Tomo a liberdade de encaminhar Nota de Esclarecimento preparada pela empresa Hera Serviços Médicos a respeito de tema abordado em matéria publicada originalmente no site Contraponto e replicada em seu prestigiado blog. Agradecemos, desde já, a publicação da mesma para esclarecimento aos seus distintos leitores.

Ficamos à disposição.

Atenciosamente,

Sérgio Wesley

 

NOTA DE ESCLARECIMENTO

 

A HERA SERVIÇOS MÉDICOS LTDA. vem a público esclarecer que é empresa de prestação de serviços especializados de saúde, notadamente de apoio à gestão de saúde e de atendimento em pronto-socorro e unidades hospitalares para atendimento a urgências, que atua em seis estados brasileiros e em dezenas de unidades de saúde.

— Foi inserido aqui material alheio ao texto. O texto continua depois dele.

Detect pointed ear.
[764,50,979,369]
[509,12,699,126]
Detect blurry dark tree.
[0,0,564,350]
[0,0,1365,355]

Ao longo de sua história, desempenhou atividade compatível e qualificada e, por conta desses atributos, foi selecionada, baseado em sua experiência e notória especialização, por uma Organização Social de Saúde (Instituto de Atenção Básica e Avançada à Saúde – IABAS) para prestar serviços no Estado do Rio de Janeiro, especialmente em hospitais de campanha que referida Organização Social comprometeu-se a implantar e gerir para tratamento de pacientes da COVID-19.

No início deste mês de maio, a imprensa nacional divulgou notícias relacionadas às investigações da Força-Tarefa da Lava Jato (Ministério Público Federal) acerca de ações de agentes públicos em contratos relacionados ao combate a pandemia da COVID-19 no Estado do Rio de Janeiro. Nessas notícias, aventou-se que o IABAS teria alguma participação em irregularidades, o que foi rechaçado pelos representantes da Organização Social.

Partindo dessas primeiras notícias, precipitadamente, alguns órgãos de imprensa noticiaram o possível envolvimento das empresas HERA, Hygea, Prohelth, Atmed e Atena na referida investigação, assim como seus sócios Drs. Thiago Gayer Madureira, Guilherme Gayer Madureira e Larissa Gayer Madureira, sem qualquer compromisso com a verdade ou respeito à imagem, honra e reputação alheias, imputando-lhes “participação no esquema”, desprovidos de respaldo minimamente razoável que fosse, além da mera prestação de serviços médicos em prol da população fluminense.

Oportuno destacar, a bem do esclarecimento público e da necessária retomada da verdade dos fatos, que a decisão do Min. Benedito Gonçalves (STJ) no processo nº 5010476-42.2020.4.02.5101, que trata das investigações em questão, não faz absolutamente qualquer insinuação de ilícitos ou irregularidades na contratação da HERA. Há apenas uma brevíssima menção à existência desse contrato, sem suscitar qualquer conduta fraudulenta ou espúria a seu respeito que possa, em tese, ter sido praticada por agentes públicos a serviço do Estado do Rio de Janeiro.

A planilha de valores que circulou no noticiário indicava os limites de gastos previstos para a contratação de fornecedores pelo IABAS, dentre eles a HERA, que viria a prestar os serviços médicos. Mas os valores lá citados foram orçados com base em um cenário inicial de 1.400 leitos de UTI, mas cujo escopo foi modificado e reduzido por ocasião da efetiva contratação.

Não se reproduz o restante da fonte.